Conclusion and Next Steps
Decision: Proceed with Guardrails
Rationale: Multiple Phase 3 clinical trials — including two completed studies (NCT01918852, NCT00660894) — support the clinical efficacy of S-1 in colorectal cancer, and the S-1 combination is approved for CRC indications in Japan and Taiwan. The mechanistic basis (DPD inhibition enhancing 5-FU activity in GI tumours) is well established, making this prediction both biologically and clinically credible.
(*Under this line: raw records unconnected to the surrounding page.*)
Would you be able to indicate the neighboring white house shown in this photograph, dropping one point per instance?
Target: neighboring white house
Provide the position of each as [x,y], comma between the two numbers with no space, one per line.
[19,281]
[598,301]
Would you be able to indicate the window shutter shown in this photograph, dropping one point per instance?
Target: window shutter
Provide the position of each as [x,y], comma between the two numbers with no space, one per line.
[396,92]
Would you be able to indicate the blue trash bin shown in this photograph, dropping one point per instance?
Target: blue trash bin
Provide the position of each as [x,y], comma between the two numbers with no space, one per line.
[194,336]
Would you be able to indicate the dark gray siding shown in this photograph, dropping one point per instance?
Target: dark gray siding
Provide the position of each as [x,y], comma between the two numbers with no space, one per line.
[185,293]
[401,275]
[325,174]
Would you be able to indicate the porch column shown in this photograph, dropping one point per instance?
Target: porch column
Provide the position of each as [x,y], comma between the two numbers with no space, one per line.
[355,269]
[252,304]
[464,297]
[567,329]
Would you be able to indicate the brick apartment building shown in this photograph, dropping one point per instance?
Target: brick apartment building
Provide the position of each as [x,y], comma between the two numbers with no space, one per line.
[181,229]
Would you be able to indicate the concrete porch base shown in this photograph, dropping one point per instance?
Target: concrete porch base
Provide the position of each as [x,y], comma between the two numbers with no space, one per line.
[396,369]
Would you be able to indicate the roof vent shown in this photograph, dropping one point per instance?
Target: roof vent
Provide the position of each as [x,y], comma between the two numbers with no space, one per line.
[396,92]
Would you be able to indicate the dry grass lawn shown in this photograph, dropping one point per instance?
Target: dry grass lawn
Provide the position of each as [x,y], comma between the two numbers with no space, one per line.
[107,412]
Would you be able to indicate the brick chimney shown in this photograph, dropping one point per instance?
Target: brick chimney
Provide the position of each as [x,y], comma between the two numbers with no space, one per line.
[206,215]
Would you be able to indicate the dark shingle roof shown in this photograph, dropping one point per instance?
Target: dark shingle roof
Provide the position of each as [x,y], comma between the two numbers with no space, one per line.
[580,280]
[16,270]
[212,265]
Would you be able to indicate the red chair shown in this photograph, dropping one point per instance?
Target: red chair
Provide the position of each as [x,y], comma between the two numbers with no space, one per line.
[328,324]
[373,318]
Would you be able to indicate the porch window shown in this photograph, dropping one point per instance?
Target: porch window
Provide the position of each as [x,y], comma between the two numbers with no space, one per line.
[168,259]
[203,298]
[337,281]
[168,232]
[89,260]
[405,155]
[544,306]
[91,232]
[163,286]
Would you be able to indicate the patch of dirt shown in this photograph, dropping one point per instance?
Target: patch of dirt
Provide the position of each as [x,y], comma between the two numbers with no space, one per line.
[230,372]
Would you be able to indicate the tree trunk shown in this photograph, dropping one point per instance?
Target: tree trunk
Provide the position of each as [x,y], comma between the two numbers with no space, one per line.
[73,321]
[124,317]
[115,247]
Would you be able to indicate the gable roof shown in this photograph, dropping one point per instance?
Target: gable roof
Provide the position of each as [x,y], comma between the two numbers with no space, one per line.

However, gimeracil itself is not independently registered in Singapore, and standalone safety data is absent.
To proceed, the following is needed:
- Regulatory feasibility assessment for registering S-1 (as a combination product) in Singapore for colorectal cancer indication
- Retrieval and review of the S-1 package insert (Japanese PMDA or EU SmPC) to fill the TFDA/HSA label gap for warnings and contraindications (Data Gap DG001)
- Pharmacogenomic screening protocol for DPD deficiency (DPYD polymorphism), which is a critical safety consideration for fluoropyrimidine-containing regimens
- Population-specific pharmacokinetic data for Singapore/Asian patients (particularly regarding renal dose adjustment)
- MOA documentation from DrugBank or primary literature to formally complete the mechanistic rationale analysis (Data Gap DG002)
Disclaimer
This content is for research purposes only and does not constitute medical advice. Clinical validation is required before any clinical application.